おとぎ話から
「少し気が晴れたわ……」
胸を焼く、妙な感覚についてそういったシェールは、木刀を持ち、庭から家の中に上がろうとしていた、その時自分の事を待っていたリーシアと出会った。
「少し、時間いいかしら?」
リーシアが言うと、シェールはソファーに座った。
「当一と仲良くしなくていいの?」
そう言うシェール。
「嫌味を言わないの……真面目な話よ」
そう言い、リーシアは一冊の本を開いた。
「エスカッションの事が書いてあるわ」
当一はエスカッションになる事ができた。
エスカッションを手に入れたものは、皆、曲げない信念を持っていたという。
「ラタは言ったわ。自分は心無き王になるって……」
ラタには一つの信念があったのだ。
「あなたはどんな王になりたいの?」
リーシアはシェールに聞いた。
「さっきは、たまたま当一がエスカッションになれたから良かったけど、次もエスカッションになれる保証はないのよ」
「その、信念ってのを見つければいいのね?」
「確証はないけどね。

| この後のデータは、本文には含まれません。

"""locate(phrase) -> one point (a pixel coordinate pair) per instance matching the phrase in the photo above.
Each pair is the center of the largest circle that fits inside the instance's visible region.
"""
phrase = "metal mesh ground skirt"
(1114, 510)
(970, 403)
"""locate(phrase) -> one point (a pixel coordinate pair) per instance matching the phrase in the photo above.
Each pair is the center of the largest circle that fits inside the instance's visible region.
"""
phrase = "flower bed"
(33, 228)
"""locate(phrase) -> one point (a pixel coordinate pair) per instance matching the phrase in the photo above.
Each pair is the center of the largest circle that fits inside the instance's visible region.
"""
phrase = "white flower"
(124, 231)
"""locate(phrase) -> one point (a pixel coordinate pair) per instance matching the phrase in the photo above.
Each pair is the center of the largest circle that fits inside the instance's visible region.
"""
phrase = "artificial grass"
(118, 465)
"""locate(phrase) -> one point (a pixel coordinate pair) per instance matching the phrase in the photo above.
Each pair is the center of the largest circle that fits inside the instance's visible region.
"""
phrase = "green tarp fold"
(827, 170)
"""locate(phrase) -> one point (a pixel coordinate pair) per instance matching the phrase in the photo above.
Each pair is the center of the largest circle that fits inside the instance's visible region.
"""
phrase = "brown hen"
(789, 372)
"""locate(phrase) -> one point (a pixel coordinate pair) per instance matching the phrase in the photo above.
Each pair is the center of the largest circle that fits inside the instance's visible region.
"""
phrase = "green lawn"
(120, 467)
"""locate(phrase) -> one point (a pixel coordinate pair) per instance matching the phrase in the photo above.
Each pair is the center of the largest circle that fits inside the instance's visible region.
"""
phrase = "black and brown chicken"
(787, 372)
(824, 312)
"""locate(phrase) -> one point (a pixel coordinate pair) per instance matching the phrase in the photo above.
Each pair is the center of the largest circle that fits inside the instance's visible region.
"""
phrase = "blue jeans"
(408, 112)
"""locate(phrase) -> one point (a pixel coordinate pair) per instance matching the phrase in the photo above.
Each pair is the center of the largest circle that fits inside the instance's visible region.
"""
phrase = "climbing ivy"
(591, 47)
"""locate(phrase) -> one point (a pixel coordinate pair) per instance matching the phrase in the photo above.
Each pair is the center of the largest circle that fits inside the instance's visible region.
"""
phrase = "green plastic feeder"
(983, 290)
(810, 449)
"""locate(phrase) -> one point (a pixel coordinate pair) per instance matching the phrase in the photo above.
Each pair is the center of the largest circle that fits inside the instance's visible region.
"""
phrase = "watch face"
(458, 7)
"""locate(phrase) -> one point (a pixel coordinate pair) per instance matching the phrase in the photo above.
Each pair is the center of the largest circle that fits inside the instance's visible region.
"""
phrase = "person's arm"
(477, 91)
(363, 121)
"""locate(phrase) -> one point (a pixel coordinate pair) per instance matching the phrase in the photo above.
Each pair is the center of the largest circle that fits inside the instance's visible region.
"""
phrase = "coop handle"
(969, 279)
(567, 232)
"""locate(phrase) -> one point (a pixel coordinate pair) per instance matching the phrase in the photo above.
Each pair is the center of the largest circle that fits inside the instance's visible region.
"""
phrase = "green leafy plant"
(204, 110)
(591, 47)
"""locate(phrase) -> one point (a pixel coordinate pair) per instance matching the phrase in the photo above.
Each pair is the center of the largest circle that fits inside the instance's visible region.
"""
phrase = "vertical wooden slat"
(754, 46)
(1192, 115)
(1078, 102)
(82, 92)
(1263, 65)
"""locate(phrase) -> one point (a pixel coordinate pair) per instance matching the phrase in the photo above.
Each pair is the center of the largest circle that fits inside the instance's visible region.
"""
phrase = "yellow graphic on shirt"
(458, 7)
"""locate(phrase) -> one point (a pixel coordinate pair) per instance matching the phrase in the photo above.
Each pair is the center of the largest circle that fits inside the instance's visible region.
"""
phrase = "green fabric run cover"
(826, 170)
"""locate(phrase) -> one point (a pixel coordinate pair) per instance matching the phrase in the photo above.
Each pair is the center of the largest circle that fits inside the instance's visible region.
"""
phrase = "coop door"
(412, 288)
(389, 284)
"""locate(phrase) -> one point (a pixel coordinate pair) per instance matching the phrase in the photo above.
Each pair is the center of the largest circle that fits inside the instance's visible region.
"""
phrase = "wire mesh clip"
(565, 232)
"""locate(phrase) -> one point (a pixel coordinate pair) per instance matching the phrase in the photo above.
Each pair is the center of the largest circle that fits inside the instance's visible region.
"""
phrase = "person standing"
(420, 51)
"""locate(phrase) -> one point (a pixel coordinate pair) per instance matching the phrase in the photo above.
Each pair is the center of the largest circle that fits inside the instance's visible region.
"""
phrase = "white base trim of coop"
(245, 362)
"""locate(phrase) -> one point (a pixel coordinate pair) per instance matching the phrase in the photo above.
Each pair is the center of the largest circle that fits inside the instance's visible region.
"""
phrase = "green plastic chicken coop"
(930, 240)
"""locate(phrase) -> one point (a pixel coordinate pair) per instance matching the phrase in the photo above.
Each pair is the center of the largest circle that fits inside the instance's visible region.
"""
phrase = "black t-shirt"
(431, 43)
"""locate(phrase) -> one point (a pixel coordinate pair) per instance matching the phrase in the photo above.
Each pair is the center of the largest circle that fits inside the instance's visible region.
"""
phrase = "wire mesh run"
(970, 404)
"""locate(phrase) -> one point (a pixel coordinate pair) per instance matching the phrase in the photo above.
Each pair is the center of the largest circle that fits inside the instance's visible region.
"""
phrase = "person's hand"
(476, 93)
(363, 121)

おとぎ話の内容だから」
「こら! そんな確証も根拠もないような話をしたの!」
シェールは言うがリーシアは、悪びれもせずに言う。
「私は信じるわよ。あなたには、強い心がある。強い信念を持ち、エスカッションを率いる、高潔な騎士になる資格は、十分にあると思うわ」
「よくも、そんな歯の浮くような事を……」
苦笑いをしたシェールだが、リーシアはシェールの両肩に手を置いた。
「本気……私はあなたに期待をしているわ」
リーシアはそう言い、カゴを持って外へと向かった。
「私みたいな者は、馬車馬のように、働くしか、生きる道がないのだけどね……あなたが羨ましいわ」
家を出る道すがら、リーシアはそうシェールに声をかけた。